Jacksonville's Christina Koch will be the first woman astronaut to reach deep space aboard Artemis II mission
An eastern North Carolina engineer and astronaut will be the first woman in deep space.
NASA Director Bill Nelson said, ““She's an engineer who got her start at Goddard (Space Flight Center) and is no stranger to breaking records, logging the longest continuous Space Flight ever by a woman. Your mission specialist, Christina Hammock Koch.”
Koch grew up in Jacksonville, and spent 328 days on the International Space Station in 2020 – the longest space flight ever for a woman – and also participated in the first all-female spacewalks.
Koch said the question she anticipates most after she was chosen is whether she’s excited.

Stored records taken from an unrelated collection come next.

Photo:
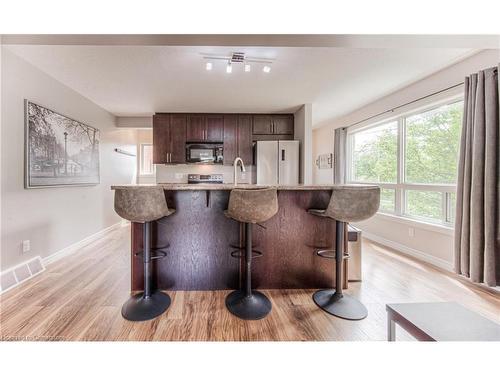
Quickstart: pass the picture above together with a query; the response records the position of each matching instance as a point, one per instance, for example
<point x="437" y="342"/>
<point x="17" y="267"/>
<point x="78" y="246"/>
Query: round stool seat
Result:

“It will be a four day journey going a quarter of a million miles, continuing to test out every bit of Orion, going around the far side of the moon, heading home, going through the Earth's atmosphere at over 25,000 mph and splashing down in the Pacific. So, am I excited?” she said, “Absolutely.”
And she hopes others will share in that excitement.
“The one thing I'm most excited about is that we are going to carry your excitement, your aspirations, your dreams with us on this mission. Artemis II. Your mission.”
Artemis II is scheduled to lift off in 2024. It will see the four-person crew go around the moon but not land.